Yes, the efficiency gains of remote automated administration and deployment make...

jmcgough · 2024-07-19T20:52:48 1721422368

This wasn't a binary patch though, it was a configuration change that was fed to every device. Which raises a LOT of questions about how this could have happened and why it wasn't caught sooner.

nrr · 2024-07-20T01:09:04 1721437744

Writing from the SRE side of the discipline, it's commonly a configuration change (or a "flag flip") that ultimately winds up causing an outage. All too seldom are configuration data considered part of the same deployable surface area (and, as a corollary, part of the same blast radius) as program text.
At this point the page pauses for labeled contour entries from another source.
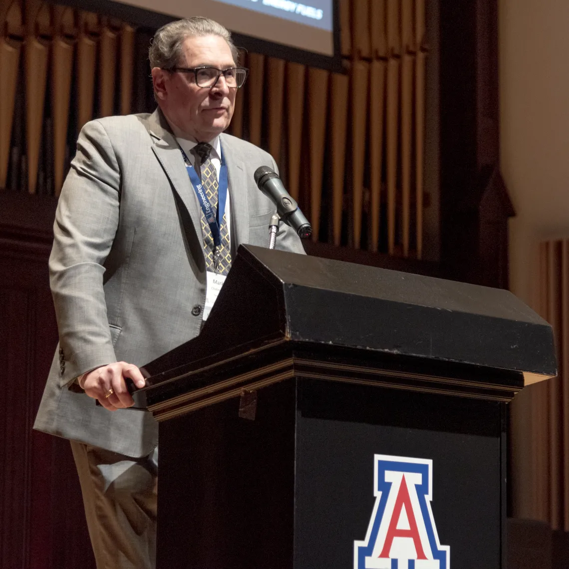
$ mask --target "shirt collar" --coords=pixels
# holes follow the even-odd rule
[[[194,142],[193,141],[189,141],[185,138],[176,138],[178,144],[180,145],[180,147],[185,152],[188,158],[193,157],[193,155],[191,154],[192,149],[195,146],[197,143]],[[217,158],[218,160],[221,159],[221,143],[219,141],[219,135],[216,136],[215,138],[212,140],[208,141],[208,144],[211,145],[212,148],[213,149],[210,155],[210,158],[212,159]]]

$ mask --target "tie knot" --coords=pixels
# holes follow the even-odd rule
[[[209,156],[209,152],[213,149],[211,145],[208,144],[207,142],[200,142],[193,147],[193,151],[200,157],[202,164]]]

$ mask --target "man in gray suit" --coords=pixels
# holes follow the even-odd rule
[[[154,565],[158,428],[126,409],[125,378],[143,386],[139,366],[197,336],[210,277],[224,278],[240,244],[267,244],[275,208],[253,172],[274,160],[222,134],[246,75],[236,56],[211,20],[158,30],[158,109],[86,125],[60,198],[60,341],[35,428],[72,441],[99,569]],[[304,252],[286,226],[277,246]]]

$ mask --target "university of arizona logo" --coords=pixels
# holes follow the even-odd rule
[[[354,569],[450,569],[431,500],[432,461],[376,455],[376,503],[365,539],[354,542]]]

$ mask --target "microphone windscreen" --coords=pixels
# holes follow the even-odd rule
[[[269,166],[259,166],[259,167],[255,170],[255,173],[253,175],[253,178],[255,179],[255,183],[258,185],[259,182],[263,176],[266,176],[267,174],[274,174],[274,176],[271,176],[270,178],[274,178],[277,176],[277,173],[272,168],[269,168]],[[267,179],[269,179],[267,178]]]

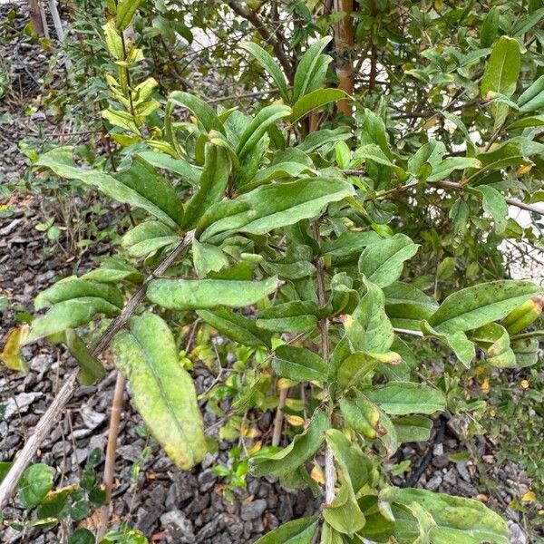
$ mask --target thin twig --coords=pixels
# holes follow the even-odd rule
[[[112,490],[115,476],[115,456],[117,453],[117,437],[119,436],[119,423],[122,411],[123,395],[126,385],[124,376],[118,372],[115,381],[115,393],[112,403],[112,414],[110,415],[110,429],[108,431],[108,444],[106,446],[106,459],[104,463],[104,491],[105,500],[100,511],[100,521],[96,531],[96,539],[100,541],[108,528],[110,520],[110,502],[112,501]]]
[[[146,278],[145,282],[136,293],[134,293],[132,297],[124,306],[121,315],[112,321],[110,325],[93,345],[91,350],[93,356],[97,357],[106,349],[113,336],[124,326],[138,307],[138,305],[143,300],[149,282],[157,276],[163,274],[170,267],[170,265],[190,246],[193,237],[194,230],[188,232],[176,248]],[[77,388],[77,375],[78,370],[74,370],[68,376],[49,408],[40,418],[33,435],[28,439],[21,451],[21,453],[17,459],[15,459],[12,468],[5,475],[0,485],[0,510],[6,506],[24,469],[32,461],[32,458],[34,456],[40,444],[44,442],[45,437],[49,435],[57,417],[68,401],[72,398],[72,395]]]

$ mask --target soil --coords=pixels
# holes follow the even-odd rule
[[[13,7],[16,8],[15,5],[0,6],[0,20]],[[18,16],[15,24],[23,24]],[[17,43],[4,44],[0,50],[0,58],[9,66],[12,83],[12,91],[0,104],[0,116],[11,116],[11,121],[0,127],[5,186],[13,186],[27,167],[17,147],[18,140],[40,129],[48,132],[58,131],[58,126],[39,109],[30,116],[23,112],[39,93],[34,80],[44,70],[47,55],[38,46],[16,47]],[[53,199],[44,200],[24,189],[24,184],[21,187],[2,200],[7,207],[2,207],[0,216],[0,296],[8,300],[7,309],[1,314],[2,344],[17,316],[32,312],[37,293],[75,269],[91,267],[96,256],[96,248],[94,253],[60,250],[44,232],[37,230],[36,226],[54,213],[58,202]],[[48,250],[50,248],[53,250]],[[101,250],[98,246],[98,251]],[[24,355],[30,364],[28,374],[13,373],[4,367],[0,370],[0,403],[5,410],[0,419],[1,461],[15,457],[72,370],[61,352],[50,345],[27,347]],[[199,392],[205,391],[216,379],[199,363],[194,378]],[[35,460],[54,468],[57,487],[79,481],[91,452],[95,448],[104,450],[114,381],[115,373],[110,370],[98,385],[80,387],[42,444]],[[217,423],[210,413],[206,412],[204,417],[207,425]],[[237,490],[234,500],[229,502],[222,495],[224,482],[211,468],[218,462],[229,462],[228,452],[231,443],[220,442],[219,452],[208,454],[202,463],[182,472],[173,467],[156,443],[142,436],[141,420],[128,395],[121,422],[112,520],[116,524],[126,522],[140,529],[153,542],[253,542],[282,522],[318,511],[320,498],[313,498],[307,491],[287,491],[275,479],[267,478],[248,477],[247,489]],[[261,416],[258,423],[263,430],[271,423],[270,413]],[[467,444],[459,440],[444,419],[436,422],[433,434],[431,444],[407,444],[392,461],[411,461],[411,469],[394,477],[393,482],[403,485],[410,481],[417,487],[478,498],[509,520],[512,543],[536,541],[527,536],[520,513],[508,508],[512,499],[520,499],[530,487],[520,468],[509,462],[498,465],[495,447],[483,439],[471,444],[479,448],[483,462],[452,462],[451,454],[466,452]],[[149,454],[147,448],[151,448]],[[139,472],[135,472],[135,467]],[[99,477],[102,469],[102,464],[99,464]],[[491,479],[497,482],[495,490],[482,483],[483,477],[486,481]],[[4,512],[5,520],[20,518],[22,513],[15,507]],[[93,529],[96,519],[90,513],[74,525]],[[7,528],[2,542],[65,541],[73,529],[68,522],[50,531],[20,532]]]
I've mostly resigned myself today to deploying the configuration change and watching for anomalies in my monitoring for a number of hours or days afterward, but I acknowledge that I also have both a process supervisor that will happily let me crash loop my programs and deployment infrastructure that will nonetheless allow me to roll things back. Without either of those, I'm honestly at a loss as to how I'd safely operate this product.

Cyphase · 2024-07-20T06:09:32 1721455772

  # Update A
  
  ## config.ext
  
  foo = false
  
  ## src.py
  
  from config import config
  
  if config('foo'):
      work(2 / 0)
  else:
      work(10 / 5)

"Yep, we rigorously tested it."

  # Update B
  
  ## config.ext
  
  foo = true

"It's just a config change, let's go live."

nrr · 2024-07-20T08:22:29 1721463749

Yeah, that's about right.

The most insidious part of this is when there are entire swaths of infrastructure in place that circumvent the usual code review process in order to execute those configuration changes. Boolean flags like your `config('foo')` here are most common, but I've also seen nested dictionaries shoved through this way.

disgruntledphd2 · 2024-07-20T10:10:58 1721470258

When I was at FB there were a load of SEVs caused by config changes, such that the repo itself would print out a huge warning about updating configs and show you how to do a canary to avoid this problem.

Vegenoid · 2024-07-19T21:46:39 1721425599

As in, there was no way to have configured the sensors to prevent this? They were just going to get this if they were connected to the internet? If I was an admin that would make me very angry.